Russia's Central Bank issued a pyramid fraud warning against AI Robots on August 20, 2024, weeks before the crypto scheme collapsed in October. The platform, which promised daily returns for simple button clicks, never disclosed its operators, a critical red flag for investors.
The AI Robots operation ran across three distinct web domains. Two, ai-robots.cc and ai-robots.vip, were registered privately on July 24, 2024. A third, airobot888.com, appeared on August 7, using fabricated registration details. This third domain was traced to Alibaba (Singapore), a registrar based in China.
AI Robots offered no genuine product or service. Its entire proposition rested on membership sales, funded by new capital. Users invested Tether (USDT), a stablecoin, with promises of daily returns that scaled according to their initial deposit. These payouts were not tied to any external revenue generation or legitimate business activity.
The investment tiers ranged from VIP1 to VIP10. A VIP1 member, investing 12 USDT, was promised a 16% daily return. At the highest tier, VIP10, an investment of 120,000 USDT supposedly yielded 25% daily. These upper-tier promises amounted to stratospheric returns on six-figure sums.
Participants were instructed to log in daily and click a button. This action, a mere theatrical gesture, supposedly qualified them for their daily payout. The button performed no actual function; it was an illusion of activity designed to mask the lack of a real business model.

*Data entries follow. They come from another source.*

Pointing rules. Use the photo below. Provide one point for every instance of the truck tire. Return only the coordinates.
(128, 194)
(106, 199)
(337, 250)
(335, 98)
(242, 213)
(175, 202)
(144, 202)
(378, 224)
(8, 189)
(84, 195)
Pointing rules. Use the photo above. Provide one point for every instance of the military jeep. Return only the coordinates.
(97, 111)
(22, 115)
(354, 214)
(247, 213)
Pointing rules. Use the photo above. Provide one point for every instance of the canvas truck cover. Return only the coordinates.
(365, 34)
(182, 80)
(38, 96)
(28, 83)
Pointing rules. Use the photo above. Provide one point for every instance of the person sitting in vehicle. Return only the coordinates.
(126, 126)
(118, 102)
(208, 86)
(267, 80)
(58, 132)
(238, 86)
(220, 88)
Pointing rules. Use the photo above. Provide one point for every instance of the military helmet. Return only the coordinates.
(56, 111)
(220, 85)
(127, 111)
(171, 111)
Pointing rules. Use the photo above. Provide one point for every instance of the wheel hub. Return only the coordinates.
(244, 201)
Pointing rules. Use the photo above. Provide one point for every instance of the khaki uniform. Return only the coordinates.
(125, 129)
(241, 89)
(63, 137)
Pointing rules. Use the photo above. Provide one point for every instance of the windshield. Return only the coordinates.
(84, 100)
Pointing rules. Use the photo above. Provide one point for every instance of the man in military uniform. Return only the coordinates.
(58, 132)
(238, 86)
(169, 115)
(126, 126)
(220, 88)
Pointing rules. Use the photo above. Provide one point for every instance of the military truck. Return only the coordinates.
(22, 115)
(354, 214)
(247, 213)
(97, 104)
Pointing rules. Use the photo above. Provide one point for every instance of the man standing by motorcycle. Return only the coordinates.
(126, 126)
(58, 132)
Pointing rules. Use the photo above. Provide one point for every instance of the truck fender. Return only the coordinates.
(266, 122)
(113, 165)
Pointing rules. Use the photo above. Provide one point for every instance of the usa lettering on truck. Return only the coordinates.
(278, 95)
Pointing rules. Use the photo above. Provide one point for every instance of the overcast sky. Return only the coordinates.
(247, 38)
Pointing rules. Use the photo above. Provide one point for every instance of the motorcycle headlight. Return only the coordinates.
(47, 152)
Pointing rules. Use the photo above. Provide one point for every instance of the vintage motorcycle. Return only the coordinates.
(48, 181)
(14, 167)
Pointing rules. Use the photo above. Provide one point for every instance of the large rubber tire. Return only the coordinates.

The scheme also paid recruitment commissions across three levels of affiliates. Individuals directly recruited by a user (level 1) generated 14% of their investment as commission for the recruiter. Level 2 recruits contributed 2%, and level 3 recruits added 1%.
An additional downline investment bonus paid out based on the collective investment volume of a user's downline within a 24-hour window. Generating 800 USDT in downline investment earned a bonus of 18 USDT. A downline investment volume reaching 100,000 USDT resulted in a 12,888 USDT bonus. This commission structure is typical for such schemes, engineered to aggressively incentivize rapid recruitment.
Signing up for AI Robots was free, but active participation required a minimum investment of 12 USDT. The platform generated zero external revenue. The "tasks" completed by clicking a button created no value. All payouts to earlier investors came directly from funds deposited by newer investors. This model precisely defines a Ponzi scheme.
Since 2021, ScamTelegraph has documented hundreds of similar "click a button" application-based Ponzi schemes. Examples include AKK USDT, Nadec VIP, and Primark Mall. These operations all collapsed, employing the same task-based ruse. Most of these schemes operate for a few weeks or months before their operators abruptly disappear. Websites go dark, apps cease to function, and the majority of investors lose their funds. This outcome is not an error in the system; it is inherent to the mathematics of a Ponzi scheme.
A consistent group of Chinese scammers is believed to be behind this widespread series of fraudulent platforms. AI Robots ultimately collapsed on October 25, 2024. All associated websites became inaccessible, leaving investors unable to retrieve their funds.